The optical film obtained by this invention is various, for example, a mobile telephone, a digital information terminal, a pager, navigation, a vehicle-mounted liquid crystal display, a liquid crystal monitor, a liquid crystal television, a light control panel, a display for OA equipment, a display for AV equipment, etc. It can be used for phase difference films, such as a liquid crystal display element, an electroluminescent display element, or a touch panel, a polarizing plate protective film, a viewing angle compensation film, a light diffusion plate, a display board, etc. It is also useful as a wave plate used for recording / reproducing apparatus of optical discs such as CD, CD-R, MD, MO, DVD.

Claims (7)

(1) To 100 parts by weight of a polymer having a structural unit represented by the following formula (1), (2) 0.1 to 4 parts by weight of an alkyl group-substituted phenolic compound having a melting point in the range of glass transition temperature (Tg) -35 ° C to Tg + 75 ° C of the polymer, and (3) 0.1 to 4 parts by weight of a benzotriazole compound having a melting point in the range of the glass transition temperature (Tg) -35 ° C to Tg + 75 ° C of the polymer.
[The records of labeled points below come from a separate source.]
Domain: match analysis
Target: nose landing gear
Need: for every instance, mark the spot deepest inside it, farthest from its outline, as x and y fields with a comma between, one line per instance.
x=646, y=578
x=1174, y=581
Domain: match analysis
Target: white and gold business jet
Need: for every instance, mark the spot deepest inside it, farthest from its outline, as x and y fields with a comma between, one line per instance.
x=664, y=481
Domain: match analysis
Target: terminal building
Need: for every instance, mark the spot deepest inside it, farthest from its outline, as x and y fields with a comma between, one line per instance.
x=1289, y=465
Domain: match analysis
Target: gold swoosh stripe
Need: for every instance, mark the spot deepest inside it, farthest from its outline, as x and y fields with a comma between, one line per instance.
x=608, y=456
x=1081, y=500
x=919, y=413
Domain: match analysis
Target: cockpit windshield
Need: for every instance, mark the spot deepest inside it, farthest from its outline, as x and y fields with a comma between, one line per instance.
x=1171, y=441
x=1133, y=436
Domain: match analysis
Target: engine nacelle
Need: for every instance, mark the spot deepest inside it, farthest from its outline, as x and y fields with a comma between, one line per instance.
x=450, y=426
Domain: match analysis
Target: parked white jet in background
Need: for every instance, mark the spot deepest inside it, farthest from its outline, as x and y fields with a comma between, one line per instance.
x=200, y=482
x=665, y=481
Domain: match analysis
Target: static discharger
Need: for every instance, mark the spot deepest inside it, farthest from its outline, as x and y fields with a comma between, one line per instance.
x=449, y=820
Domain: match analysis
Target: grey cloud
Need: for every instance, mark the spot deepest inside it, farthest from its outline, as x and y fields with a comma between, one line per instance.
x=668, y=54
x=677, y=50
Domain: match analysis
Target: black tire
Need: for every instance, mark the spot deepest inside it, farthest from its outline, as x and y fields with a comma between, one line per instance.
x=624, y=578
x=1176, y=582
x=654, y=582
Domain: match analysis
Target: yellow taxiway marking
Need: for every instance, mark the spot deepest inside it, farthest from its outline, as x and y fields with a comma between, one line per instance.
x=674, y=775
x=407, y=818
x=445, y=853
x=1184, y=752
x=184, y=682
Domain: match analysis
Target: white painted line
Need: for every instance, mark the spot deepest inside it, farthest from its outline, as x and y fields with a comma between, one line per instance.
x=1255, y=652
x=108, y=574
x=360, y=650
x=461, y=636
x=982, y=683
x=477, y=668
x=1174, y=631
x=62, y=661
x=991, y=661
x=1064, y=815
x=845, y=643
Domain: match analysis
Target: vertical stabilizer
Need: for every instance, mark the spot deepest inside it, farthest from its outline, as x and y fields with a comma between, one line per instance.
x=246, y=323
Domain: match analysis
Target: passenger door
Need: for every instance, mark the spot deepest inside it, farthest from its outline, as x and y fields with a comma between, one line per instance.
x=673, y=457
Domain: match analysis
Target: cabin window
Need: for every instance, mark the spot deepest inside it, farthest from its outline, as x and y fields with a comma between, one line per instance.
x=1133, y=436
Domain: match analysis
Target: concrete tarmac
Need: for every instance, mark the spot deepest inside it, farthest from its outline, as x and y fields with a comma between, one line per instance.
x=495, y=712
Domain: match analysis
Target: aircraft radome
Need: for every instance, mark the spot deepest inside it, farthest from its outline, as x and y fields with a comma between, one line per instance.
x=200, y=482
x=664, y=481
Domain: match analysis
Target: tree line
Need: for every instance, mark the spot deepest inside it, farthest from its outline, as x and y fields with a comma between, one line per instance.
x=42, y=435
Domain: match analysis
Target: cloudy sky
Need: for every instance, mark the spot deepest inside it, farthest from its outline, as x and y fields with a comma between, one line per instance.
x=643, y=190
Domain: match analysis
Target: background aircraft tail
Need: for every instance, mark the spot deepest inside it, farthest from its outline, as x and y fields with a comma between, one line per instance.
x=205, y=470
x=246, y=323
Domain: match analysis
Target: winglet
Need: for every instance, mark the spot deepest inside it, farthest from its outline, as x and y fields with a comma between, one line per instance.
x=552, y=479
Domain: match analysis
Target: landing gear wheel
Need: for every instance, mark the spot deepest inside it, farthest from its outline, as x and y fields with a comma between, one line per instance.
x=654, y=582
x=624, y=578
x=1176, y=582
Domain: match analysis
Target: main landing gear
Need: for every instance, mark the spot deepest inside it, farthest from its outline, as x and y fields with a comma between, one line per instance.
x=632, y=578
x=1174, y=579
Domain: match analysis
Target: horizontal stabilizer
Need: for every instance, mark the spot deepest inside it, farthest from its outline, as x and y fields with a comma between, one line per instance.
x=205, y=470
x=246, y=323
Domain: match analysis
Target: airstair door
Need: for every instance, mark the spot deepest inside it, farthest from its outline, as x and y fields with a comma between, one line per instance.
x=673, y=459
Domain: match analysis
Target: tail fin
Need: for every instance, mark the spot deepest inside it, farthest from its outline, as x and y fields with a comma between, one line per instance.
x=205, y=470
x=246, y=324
Melt-extrusion of the composition which has a thing, The manufacturing method of the optical film characterized by the above-mentioned. <Formula 1>

(Of the general formula (1) of, R ¹ to R ⁴ is a group of a hydrogen atom, a halogen atom, a C 1 -C 30 hydrocarbon group, or is the monovalent other organic group, and each may be the same or different, and the R ¹ to R ⁴ Any two may combine with each other to form a monocyclic or polycyclic structure, m is zero or a positive integer, and p is zero or a positive integer) The manufacturing method of the optical film of Claim 1 whose heat weight reduction rates, when the said (2) phenol type compound and (3) benzotriazole type compound hold | maintain at 280 degreeC for 1 hour are respectively 20 weight% or less. The manufacturing method of the optical film of Claim 1 or 2 which melt-transfers the molten body of the said composition on both sides of a transfer roll, and forms into a film. The optical film obtained by the manufacturing method of the optical film of any one of Claims 1-3. The phase difference (Re) to provide to the transmitted light of the stretched film obtained when the uniaxial stretching of draw ratio 1.3-2.7 times is performed at the temperature of Tg + 5 degreeC or more of the polymer (1), The following formula (1) Satisfying optical film. <Equation 1> [(Re / film thickness) / drawing ratio] ＞ 3.0 × 10 ^-3 (Re: retardation value expressed in nm, film thickness: nm) Retardation film containing the optical film of Claim 4 or 5. The optical film of Claim 4 or 5 was used as a protective film on at least one surface, The polarizing plate characterized by the above-mentioned.